La lucha por una ley propia del Cristianismo y por su pureza en medio del tumulto de movimientos religiosos del momento la realizó la Iglesia del siglo II, ante todo, organizándose a sí misma como iglesia con todas las consecuencias. Muy pronto, y de modo consciente, apagó en su seno el profetismo, declaró conclusa la Revelación, convirtió en defensoras de la tradición a las más antiguas comunidades, y fijó en la lucha con la Iglesia herética de Marción el canon cristiano. Trazó unas líneas de organización muy simples, pero firmes y resistentes: Iglesias locales que estaban en comunicación mediante mensajeros, pero que por lo demás tenían plena autonomía, y a su frente estaban presbíteros y obispos fijos. Formó un clero que administraba en la forma tradicional el misterio de la Eucaristía, y que en caso de duda era más seguro que el entusiasmo de profetas vagabundos; con todo, este estado eclesiástico no estaba separado de los laicos, en primer lugar por el hecho de que las Iglesias locales no eran sólo comunidades de culto, sino también diaconías: eran comunidades de socorro, de caridad activa, de atención fraternal para los pobres, enfermos, viudas y huérfanos.

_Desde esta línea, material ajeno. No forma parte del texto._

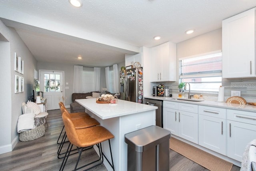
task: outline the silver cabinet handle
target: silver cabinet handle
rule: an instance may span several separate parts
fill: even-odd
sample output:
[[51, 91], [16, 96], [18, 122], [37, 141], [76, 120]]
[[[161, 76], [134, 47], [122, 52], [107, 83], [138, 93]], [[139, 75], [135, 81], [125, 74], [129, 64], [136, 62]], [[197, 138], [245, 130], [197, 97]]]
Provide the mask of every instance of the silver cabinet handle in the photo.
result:
[[240, 117], [241, 118], [248, 119], [252, 119], [252, 120], [256, 120], [256, 119], [255, 118], [252, 118], [252, 117], [245, 117], [244, 116], [238, 116], [238, 115], [236, 115], [236, 117]]
[[231, 123], [229, 123], [229, 137], [231, 137]]
[[250, 73], [252, 74], [252, 61], [250, 61]]
[[212, 111], [209, 111], [208, 110], [204, 110], [204, 111], [206, 112], [211, 113], [214, 113], [214, 114], [219, 114], [218, 112], [216, 112]]

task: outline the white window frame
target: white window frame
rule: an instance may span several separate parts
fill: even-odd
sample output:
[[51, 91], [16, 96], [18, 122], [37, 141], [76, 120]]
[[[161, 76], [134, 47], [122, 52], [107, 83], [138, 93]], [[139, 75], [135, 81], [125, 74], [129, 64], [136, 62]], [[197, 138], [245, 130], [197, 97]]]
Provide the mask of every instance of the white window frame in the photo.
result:
[[114, 93], [114, 70], [109, 70], [109, 82], [110, 84], [109, 92]]
[[83, 87], [82, 91], [88, 93], [93, 91], [93, 78], [94, 71], [90, 71], [84, 68], [83, 70]]
[[[190, 90], [193, 91], [211, 92], [218, 91], [218, 87], [222, 85], [222, 68], [221, 70], [212, 71], [212, 72], [198, 72], [197, 73], [196, 71], [193, 73], [188, 73], [187, 74], [183, 74], [183, 73], [182, 73], [181, 65], [182, 60], [189, 60], [193, 58], [198, 58], [199, 57], [205, 57], [206, 58], [208, 57], [214, 55], [222, 56], [221, 50], [179, 58], [179, 82], [186, 82], [189, 83], [191, 86]], [[191, 78], [201, 78], [203, 80], [204, 79], [205, 81], [197, 82], [194, 82], [192, 81], [186, 82], [183, 81], [183, 79], [186, 78], [190, 79]], [[210, 78], [210, 79], [207, 80], [207, 78]], [[213, 79], [214, 78], [216, 78], [216, 81], [213, 81]], [[215, 84], [215, 86], [214, 86], [213, 84]], [[212, 86], [212, 87], [209, 86], [209, 85]]]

Hacia fines del siglo II, por todas partes, y también en Roma, de entre la mayoría de los presbíteros y ancianos surge el episcopado monárquico. Los obispos, que según uso judío eran ordenados mediante la imposición de manos, se consideran portadores de la tradición apostólica; especialmente todas las grandes iglesias hacen ascender sus listas episcopales hasta los apóstoles, por los que han sido fundadas. Muy pronto, la plenitud de poder, la seguridad de no ser depuesto y la responsabilidad ante sí mismo, atrajeron a este cargo fuertes caracteres y talentos políticos. Una jerarquía por encima de los obispos de cada una de las comunidades no existió hasta la época de Constantino; por primera vez el Concilio de Nicea introdujo oficialmente la constitución metropolitana, esto es, el concepto de Iglesia provincial. Hasta entonces, esto es, a lo largo de todo el tiempo de lucha y formación, la Iglesia siguió siendo la suma de las Iglesias; pues el nombre ecclesia designaba tanto a la cristiandad católica en conjunto como a cada una de las comunidades que estaban esparcidas a todo lo largo del Imperio romano. No las unía ninguna constitución que las abarcara, ni ninguna ordenación jerárquica, mas se consideraban a sí mismas miembros de una Iglesia "católica". A diferencia de los intranquilos movimientos proféticos, que siempre andaban tras nuevas revelaciones, y con ello sólo conseguían recaer en el paganismo, se fortificó la idea de la "grande" Iglesia, que tiene la salvación bajo segura custodia y que da a sus fieles un puesto más seguro ya en la tierra. Con tremenda seguridad de triunfo y potencia verdaderamente juvenil, avanza por todos los caminos que el Imperio romano había trazado con más fuerza que todos los cultos orientales a los que los emperadores, soldados del siglo III, habían abierto el pomoerium, y, naturalmente, en primer lugar, con más fuerza que los viejos dioses romanos, a cuyo servicio se adhirió hasta el final con terquedad la nobleza senatorial, y en cuyo nombre se hicieron las persecuciones contra los cristianos.
Se tendría la tentación de decir que el pueblo joven de los cristianos resistió a estas persecuciones de Decio y de Valeriano, de Diocleciano y Maximino, de manera "accesoria"; pues el rasgo capital de su historia consiste más en los caracteres positivos de su afirmación y expansión, incluso a través de las épocas de persecución. Resistió no sólo por el impulso de la fe, que hacía capaz de resistir al martirio y a menudo, incluso empujaba a él, sino también gracias a la organización eclesiástica que se había erigido en dos siglos. Ciertamente, hay en las actas de los mártires páginas de gloria de sereno valor y de santa paciencia; pero ninguna victoria fue alcanzada en vano. Hay una estrategia de las persecuciones o, mejor dicho, una estrategia de la resistencia contra ellas, y ésta fue alcanzada de modo magistral por los grandes obispos. Se trataba de la cuestión de si los jefes de la Iglesia tenían que marchar delante al martirio para fortificar el ánimo de los fieles, o de si tenían la obligación de guiar desde un refugio a los restos de la comunidad; de si se podía volver a aceptar en el seno de la Iglesia a los renegados o no. Entre el rigorismo y la indulgencia, entre el valor del confesor y la prudencia mundana, la Iglesia, es decir, los obispos de las grandes comunidades, supo encontrar el camino político que condujo a la victoria; la lucha con un gran poder político, por encima de todo el valor de cada uno de los combatientes, era desde luego un problema político.